If you feel adventurous, you can submit this assignment as an executable file therefore allowing you to solve it in any other language. Rust, C, C++, Java, JavaScript, even bash, etc can be used. Note that GradeScope runs Ubuntu22.04 so the executable needs to be POSIX-compatible and therefore no Windows executables.

To do that, you will need to submit either:

  • script file with valid shebang. For example ps3, ps3.sh, ps3.js, etc. By script file we mean here the file is plain text file (not binary).
  • compile an actual binary executable named ps3 from submitted source code via setup.sh (see below). Note that you CANNOT submit binary file directly as its source-code will not be accessible. The binary needs to be compiled in GradeScope from submitted source code.

In either case the executable will have to do the following:

  • accept bson input via stdin
  • produce bson output to stdout

BSON is used to explicitly allow binary data in both input and output without any additional steps like hex encoding.

BSON input will be of the following structure:

  • keys are the same as python function names described above
  • for each key, value is a dictionary with parameters for the function as defined above.

For example for a single function defined as:

def foo(a: int, b: str): pass

then the BSON input will be something like (represented as json here for clarity):

{
  "foo": {
    "a": 1,
    "b": "test"
  }
}

BSON output will be of the following structure:

  • keys are the same as python function names described above
  • for each key, value is the return value of the function as described above

In other words, for each function described above bson input via stdin will provide the function parameters and bson output to stdout should provide function return values.

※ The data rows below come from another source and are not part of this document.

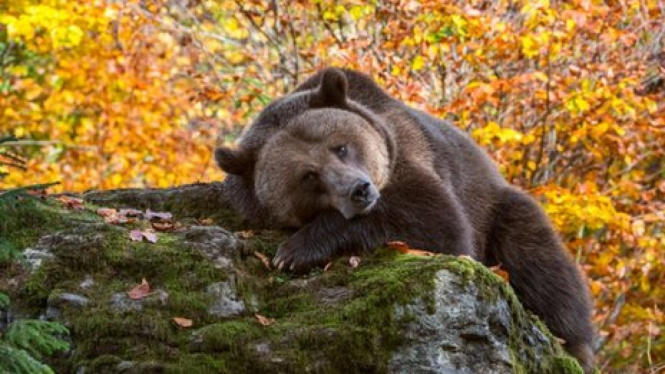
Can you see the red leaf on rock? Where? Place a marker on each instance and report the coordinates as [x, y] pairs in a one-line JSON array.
[[265, 321], [136, 235], [158, 216], [183, 322], [140, 291], [404, 248]]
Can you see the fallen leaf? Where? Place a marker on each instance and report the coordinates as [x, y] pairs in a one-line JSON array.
[[140, 291], [420, 252], [399, 246], [150, 236], [107, 212], [183, 322], [71, 202], [404, 248], [263, 258], [163, 226], [500, 272], [246, 234], [265, 321], [136, 235], [158, 216], [134, 213], [37, 193], [206, 221]]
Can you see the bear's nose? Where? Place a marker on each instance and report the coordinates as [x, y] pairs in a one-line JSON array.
[[361, 191]]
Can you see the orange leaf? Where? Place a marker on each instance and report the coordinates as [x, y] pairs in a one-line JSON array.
[[399, 246], [404, 248], [246, 234], [183, 322], [140, 291], [71, 202], [500, 272], [263, 258], [265, 321]]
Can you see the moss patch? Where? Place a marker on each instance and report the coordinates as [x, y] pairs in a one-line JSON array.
[[341, 320]]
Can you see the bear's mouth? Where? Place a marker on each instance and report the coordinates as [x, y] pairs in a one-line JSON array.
[[351, 209], [367, 206]]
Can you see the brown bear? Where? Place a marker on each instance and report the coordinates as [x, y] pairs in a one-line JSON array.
[[352, 168]]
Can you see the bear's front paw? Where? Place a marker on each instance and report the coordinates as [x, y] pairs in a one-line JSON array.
[[297, 258]]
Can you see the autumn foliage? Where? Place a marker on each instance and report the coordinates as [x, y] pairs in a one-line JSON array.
[[568, 98]]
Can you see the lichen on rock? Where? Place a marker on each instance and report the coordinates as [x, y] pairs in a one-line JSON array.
[[393, 313]]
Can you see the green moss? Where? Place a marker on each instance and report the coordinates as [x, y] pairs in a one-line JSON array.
[[24, 221], [357, 333]]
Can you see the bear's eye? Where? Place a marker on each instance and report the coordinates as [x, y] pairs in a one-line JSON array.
[[341, 151]]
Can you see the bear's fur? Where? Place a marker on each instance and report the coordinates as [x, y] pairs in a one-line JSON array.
[[353, 168]]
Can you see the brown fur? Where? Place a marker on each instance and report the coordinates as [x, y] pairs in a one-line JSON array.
[[438, 191]]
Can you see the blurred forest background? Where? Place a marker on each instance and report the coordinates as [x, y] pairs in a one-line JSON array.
[[568, 98]]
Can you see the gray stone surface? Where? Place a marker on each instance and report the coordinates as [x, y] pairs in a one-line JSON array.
[[226, 301], [465, 334]]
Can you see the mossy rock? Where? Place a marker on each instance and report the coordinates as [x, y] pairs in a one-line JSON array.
[[393, 313]]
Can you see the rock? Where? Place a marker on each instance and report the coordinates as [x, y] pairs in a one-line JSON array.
[[225, 299], [120, 302], [59, 301], [393, 313], [34, 257], [218, 245], [464, 334]]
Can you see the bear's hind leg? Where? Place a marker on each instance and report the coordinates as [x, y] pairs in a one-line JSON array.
[[542, 272]]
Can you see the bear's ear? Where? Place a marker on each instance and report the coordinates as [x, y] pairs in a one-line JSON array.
[[234, 161], [332, 90]]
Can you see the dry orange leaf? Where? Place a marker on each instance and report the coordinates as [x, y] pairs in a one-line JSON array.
[[206, 221], [183, 322], [265, 321], [399, 246], [264, 259], [500, 272], [140, 291], [404, 248], [138, 235], [71, 202], [246, 234]]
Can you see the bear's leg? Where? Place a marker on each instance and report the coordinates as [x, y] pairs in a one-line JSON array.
[[416, 210], [542, 272]]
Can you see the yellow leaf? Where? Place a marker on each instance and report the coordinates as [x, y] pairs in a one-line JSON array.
[[417, 63]]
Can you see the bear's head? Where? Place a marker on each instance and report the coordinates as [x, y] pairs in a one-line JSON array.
[[299, 109], [325, 158]]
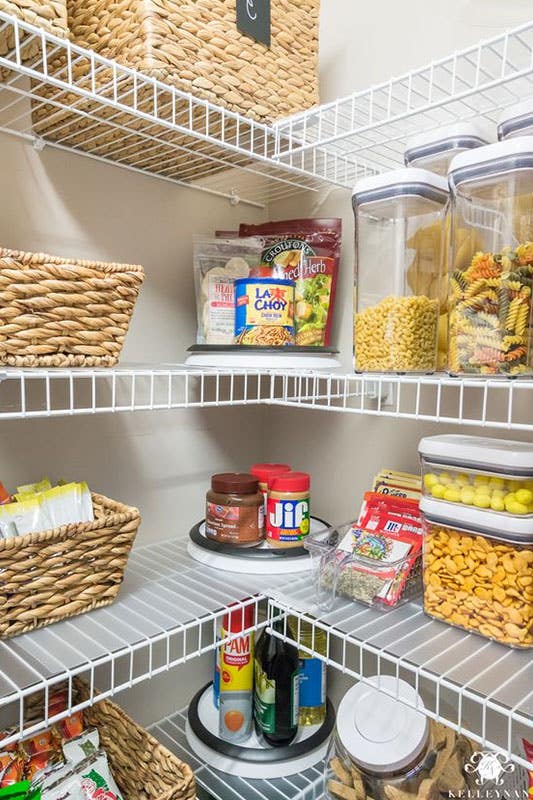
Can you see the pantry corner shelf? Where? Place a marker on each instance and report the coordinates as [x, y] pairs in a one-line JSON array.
[[169, 611], [54, 93], [488, 402], [306, 785], [372, 126], [478, 688]]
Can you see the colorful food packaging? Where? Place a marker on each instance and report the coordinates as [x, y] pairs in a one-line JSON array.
[[40, 507], [305, 251], [81, 747], [71, 727], [264, 312], [11, 768], [218, 263]]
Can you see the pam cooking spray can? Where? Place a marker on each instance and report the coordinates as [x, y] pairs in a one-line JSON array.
[[237, 676]]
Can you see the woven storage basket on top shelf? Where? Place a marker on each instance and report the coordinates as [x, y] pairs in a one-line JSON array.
[[59, 312], [55, 574], [195, 45], [48, 14]]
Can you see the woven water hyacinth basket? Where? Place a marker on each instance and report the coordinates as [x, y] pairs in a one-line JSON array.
[[195, 46], [59, 312], [55, 574], [48, 14], [141, 766]]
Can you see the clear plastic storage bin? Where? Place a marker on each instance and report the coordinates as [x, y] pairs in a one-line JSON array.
[[363, 565], [492, 260], [478, 571], [492, 474], [517, 120], [399, 223], [435, 149]]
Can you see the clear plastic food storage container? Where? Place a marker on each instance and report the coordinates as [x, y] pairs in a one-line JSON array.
[[385, 748], [399, 224], [516, 120], [478, 571], [376, 568], [435, 149], [492, 260], [493, 474]]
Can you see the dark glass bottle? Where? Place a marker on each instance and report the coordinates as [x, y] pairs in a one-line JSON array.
[[276, 694]]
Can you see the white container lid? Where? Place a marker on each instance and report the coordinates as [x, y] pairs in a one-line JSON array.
[[475, 133], [381, 733], [407, 180], [481, 161], [494, 524], [515, 119], [479, 452]]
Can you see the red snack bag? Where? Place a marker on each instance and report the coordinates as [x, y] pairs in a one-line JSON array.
[[305, 251], [387, 512], [8, 748], [71, 726], [38, 762], [11, 769], [41, 743]]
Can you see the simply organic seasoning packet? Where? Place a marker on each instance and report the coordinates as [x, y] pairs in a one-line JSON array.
[[305, 251]]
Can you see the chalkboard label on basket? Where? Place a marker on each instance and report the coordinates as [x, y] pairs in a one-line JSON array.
[[253, 19]]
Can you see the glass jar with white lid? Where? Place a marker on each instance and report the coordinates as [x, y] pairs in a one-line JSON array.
[[382, 744], [400, 291], [491, 264]]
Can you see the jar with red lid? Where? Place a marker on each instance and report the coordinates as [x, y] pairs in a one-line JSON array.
[[288, 509], [234, 510], [266, 473]]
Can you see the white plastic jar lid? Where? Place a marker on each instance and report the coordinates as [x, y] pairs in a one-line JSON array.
[[479, 452], [493, 159], [381, 733], [516, 118], [458, 135], [404, 181]]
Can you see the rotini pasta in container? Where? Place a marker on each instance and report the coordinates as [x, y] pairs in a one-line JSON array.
[[400, 292], [491, 280]]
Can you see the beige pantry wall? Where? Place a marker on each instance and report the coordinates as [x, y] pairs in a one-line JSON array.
[[69, 205]]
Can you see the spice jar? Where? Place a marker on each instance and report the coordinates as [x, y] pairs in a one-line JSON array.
[[288, 516], [380, 746], [265, 473], [234, 510]]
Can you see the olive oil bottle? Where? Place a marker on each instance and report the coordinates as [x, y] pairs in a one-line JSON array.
[[276, 694], [312, 672]]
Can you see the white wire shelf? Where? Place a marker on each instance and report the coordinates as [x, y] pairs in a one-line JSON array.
[[474, 686], [56, 93], [372, 126], [168, 612], [307, 785], [487, 402], [29, 393]]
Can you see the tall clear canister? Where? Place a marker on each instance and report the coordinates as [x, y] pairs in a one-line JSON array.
[[400, 293], [491, 279]]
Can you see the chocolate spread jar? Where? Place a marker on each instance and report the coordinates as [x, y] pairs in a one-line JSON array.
[[234, 510]]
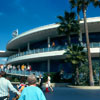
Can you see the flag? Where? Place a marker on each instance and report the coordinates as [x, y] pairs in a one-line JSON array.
[[15, 33]]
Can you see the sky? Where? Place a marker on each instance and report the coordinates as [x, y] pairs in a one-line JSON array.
[[28, 14]]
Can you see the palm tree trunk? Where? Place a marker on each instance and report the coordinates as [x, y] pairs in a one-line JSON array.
[[77, 76], [88, 49]]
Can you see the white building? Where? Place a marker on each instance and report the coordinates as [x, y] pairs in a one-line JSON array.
[[34, 47]]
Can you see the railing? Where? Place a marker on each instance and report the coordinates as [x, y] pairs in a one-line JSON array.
[[93, 44], [34, 51], [37, 51]]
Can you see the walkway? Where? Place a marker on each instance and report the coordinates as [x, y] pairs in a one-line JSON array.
[[64, 93]]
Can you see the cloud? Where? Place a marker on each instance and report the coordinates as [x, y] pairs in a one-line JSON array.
[[19, 5], [1, 13]]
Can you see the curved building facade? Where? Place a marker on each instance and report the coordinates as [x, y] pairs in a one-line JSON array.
[[43, 47]]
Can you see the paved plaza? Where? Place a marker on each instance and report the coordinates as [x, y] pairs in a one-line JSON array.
[[64, 93]]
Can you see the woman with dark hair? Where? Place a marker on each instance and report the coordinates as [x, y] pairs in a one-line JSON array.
[[5, 86]]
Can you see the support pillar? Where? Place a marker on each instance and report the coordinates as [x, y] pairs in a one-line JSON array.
[[28, 46], [48, 42], [48, 67]]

This way the data-structures between Python submission and binary submission are interchangeable. As a matter of fact you can even generate bson input/output in python via simple_bson:

import sys
import simple_bson

# problem functions defined here

if __name__ == "__main__":
    inputs = simple_bson.loads(sys.stdin.buffer.read())
    solutions = {k: globals()[k](**v) for k, v in inputs.items()}
    sys.stdout.buffer.write(simple_bson.dumps(solutions))

Also see provided example bson files:

  • bson.in
  • bson.out

setup.sh

If you submit setup.sh along with your submission, this is a hook script which should allow you to:

  • install additional dependencies if you need to although this assignment should not require any external libraries and standard library should be sufficient.
  • install necessary system dependencies in order to compile binary solution from submitted source code

This should just be a simple bash script:

#!/usr/bin/env bash
# do things here